Through the collection of these oral histories, Jennifer is hopeful that her work will provide insight for today’s practitioners and make them more aware and accepting of other ways of understanding food and nutrition. “I don’t want to discredit the science base of dietetics, but I want to get people thinking about other ways of understanding food and nutrition from social, political and ecological perspective. I think a big part of that is exploring how we can be more involved in social justice advocacy efforts as practitioners.”

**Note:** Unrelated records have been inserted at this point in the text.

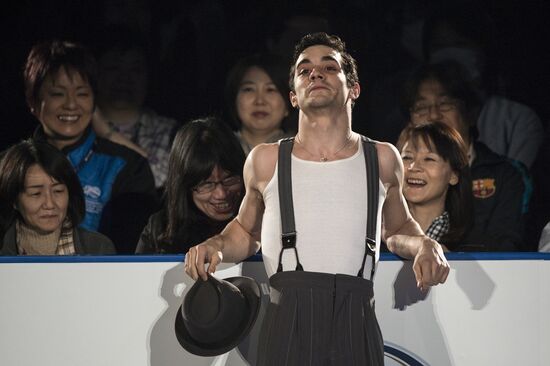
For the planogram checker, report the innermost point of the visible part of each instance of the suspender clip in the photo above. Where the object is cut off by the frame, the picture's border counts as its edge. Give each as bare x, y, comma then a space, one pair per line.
289, 240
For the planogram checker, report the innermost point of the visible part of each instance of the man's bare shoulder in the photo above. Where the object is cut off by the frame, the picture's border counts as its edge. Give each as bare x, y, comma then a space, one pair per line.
389, 162
261, 163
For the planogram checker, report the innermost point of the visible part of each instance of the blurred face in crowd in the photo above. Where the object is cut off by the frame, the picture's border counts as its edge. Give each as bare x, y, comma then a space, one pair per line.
319, 80
260, 105
65, 106
122, 80
218, 197
427, 175
434, 104
43, 202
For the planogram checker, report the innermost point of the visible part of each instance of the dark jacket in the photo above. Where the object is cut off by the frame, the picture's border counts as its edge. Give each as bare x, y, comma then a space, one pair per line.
498, 190
118, 186
150, 243
85, 242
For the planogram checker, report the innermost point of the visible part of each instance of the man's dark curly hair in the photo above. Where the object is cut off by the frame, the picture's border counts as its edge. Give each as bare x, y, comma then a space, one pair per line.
349, 65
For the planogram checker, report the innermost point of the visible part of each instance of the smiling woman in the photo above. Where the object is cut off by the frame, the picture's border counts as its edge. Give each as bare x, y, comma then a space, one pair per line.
204, 188
42, 205
60, 82
257, 100
437, 184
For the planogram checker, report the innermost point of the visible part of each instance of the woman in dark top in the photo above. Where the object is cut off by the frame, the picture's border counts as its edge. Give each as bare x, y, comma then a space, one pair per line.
437, 181
204, 188
42, 204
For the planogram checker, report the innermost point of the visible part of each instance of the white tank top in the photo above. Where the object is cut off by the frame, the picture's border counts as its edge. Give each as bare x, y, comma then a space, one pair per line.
330, 209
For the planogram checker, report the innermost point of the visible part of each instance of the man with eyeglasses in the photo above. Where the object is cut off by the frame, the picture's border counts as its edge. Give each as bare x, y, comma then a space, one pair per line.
441, 93
322, 313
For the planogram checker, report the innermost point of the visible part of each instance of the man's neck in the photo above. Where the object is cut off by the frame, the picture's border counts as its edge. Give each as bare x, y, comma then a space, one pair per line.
325, 138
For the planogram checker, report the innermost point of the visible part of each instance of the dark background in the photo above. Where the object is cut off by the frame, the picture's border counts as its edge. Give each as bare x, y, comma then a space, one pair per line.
194, 43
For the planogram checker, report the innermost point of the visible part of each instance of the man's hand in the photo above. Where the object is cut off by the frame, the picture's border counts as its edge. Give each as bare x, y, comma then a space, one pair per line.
199, 255
430, 265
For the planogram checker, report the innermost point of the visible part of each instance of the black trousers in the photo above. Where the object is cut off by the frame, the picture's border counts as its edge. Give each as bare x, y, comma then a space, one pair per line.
320, 319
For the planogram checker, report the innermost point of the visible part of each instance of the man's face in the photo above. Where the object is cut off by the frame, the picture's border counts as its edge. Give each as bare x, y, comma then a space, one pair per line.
65, 107
122, 80
319, 80
435, 105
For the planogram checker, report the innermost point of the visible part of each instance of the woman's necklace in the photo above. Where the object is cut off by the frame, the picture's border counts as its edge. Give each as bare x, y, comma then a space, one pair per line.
325, 158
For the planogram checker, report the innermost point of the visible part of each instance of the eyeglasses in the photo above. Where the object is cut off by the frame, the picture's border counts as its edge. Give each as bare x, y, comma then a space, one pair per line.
444, 105
208, 186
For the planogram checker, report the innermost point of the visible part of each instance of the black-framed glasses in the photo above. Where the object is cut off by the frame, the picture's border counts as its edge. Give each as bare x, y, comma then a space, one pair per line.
209, 186
443, 105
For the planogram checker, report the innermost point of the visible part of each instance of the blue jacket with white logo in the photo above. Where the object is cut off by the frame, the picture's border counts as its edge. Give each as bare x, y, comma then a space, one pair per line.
118, 186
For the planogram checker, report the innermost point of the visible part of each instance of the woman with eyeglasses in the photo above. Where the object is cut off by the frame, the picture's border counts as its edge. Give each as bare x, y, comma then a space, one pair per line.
442, 93
204, 188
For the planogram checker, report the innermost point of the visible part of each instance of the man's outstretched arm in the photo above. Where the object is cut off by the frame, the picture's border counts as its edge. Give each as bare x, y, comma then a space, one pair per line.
401, 232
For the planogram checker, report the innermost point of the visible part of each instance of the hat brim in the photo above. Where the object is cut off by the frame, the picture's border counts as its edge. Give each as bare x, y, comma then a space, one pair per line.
250, 289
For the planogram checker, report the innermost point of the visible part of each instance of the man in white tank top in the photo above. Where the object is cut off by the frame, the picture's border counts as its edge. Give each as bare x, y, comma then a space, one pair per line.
329, 191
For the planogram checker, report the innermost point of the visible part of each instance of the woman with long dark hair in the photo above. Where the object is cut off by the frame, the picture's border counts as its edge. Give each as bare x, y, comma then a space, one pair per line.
204, 188
437, 184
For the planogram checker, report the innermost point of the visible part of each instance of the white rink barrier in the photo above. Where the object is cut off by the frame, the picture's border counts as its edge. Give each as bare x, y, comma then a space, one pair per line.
120, 310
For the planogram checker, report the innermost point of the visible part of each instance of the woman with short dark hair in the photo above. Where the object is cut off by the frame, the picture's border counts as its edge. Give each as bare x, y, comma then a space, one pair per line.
437, 181
204, 188
42, 204
257, 102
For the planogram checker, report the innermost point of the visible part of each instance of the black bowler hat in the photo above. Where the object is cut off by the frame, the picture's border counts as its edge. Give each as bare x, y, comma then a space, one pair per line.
216, 315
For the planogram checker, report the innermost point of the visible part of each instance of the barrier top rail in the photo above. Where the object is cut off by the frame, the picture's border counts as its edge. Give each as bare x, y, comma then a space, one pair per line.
459, 256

The role of nutrition experts in affecting social change

 For Jennifer, this means bringing different concepts and ideas into the classroom to get people thinking outside of the box. “To me, being a professor is about being forward thinking and addressing problems and inequities. I get to take students who are very committed to the field and try to expand their view around what their role may look like. It’s about showing them that they have the ability to influence things at a systematic and structural level to create positive change. Food and nutrition can be connected to other issues and we can be a voice.”

More recently, Jennifer has been cooking up a project with the Mount’s archivist, Lindsey MacCallum to collect oral histories from Mount alumnae from the dietetics and home economics program. The plan is to then compare these stories with those being collected at Uppsala University in Sweden. Eventually, the oral histories will be made accessible here at the Mount.
Although Jennifer only started in her role as an Assistant Professor with the Applied Human Nutrition Department in January 2017, she already feels at home here at the Mount. “There is so much that aligns with my background, passions and my research. I’m looking forward to continuing to build on the research that I’ve done and to continue to get to know the students.”

When asked why someone should consider studying Applied Human Nutrition, Jennifer smiles and says, “It’s everything. It has to do with the economy, culture, production and how we relate to food. Our lives are built around food because it is relatable and tangible. On a more practical level, there is the potential for many different careers – community, management, policy and food administration, food styling, product development.”

And for students whose paths lead them into Jennifer’s classroom, there’s no doubt she will instill in them a commitment to honoring those who came before her, while empowering them as the next generation of leaders in nutrition.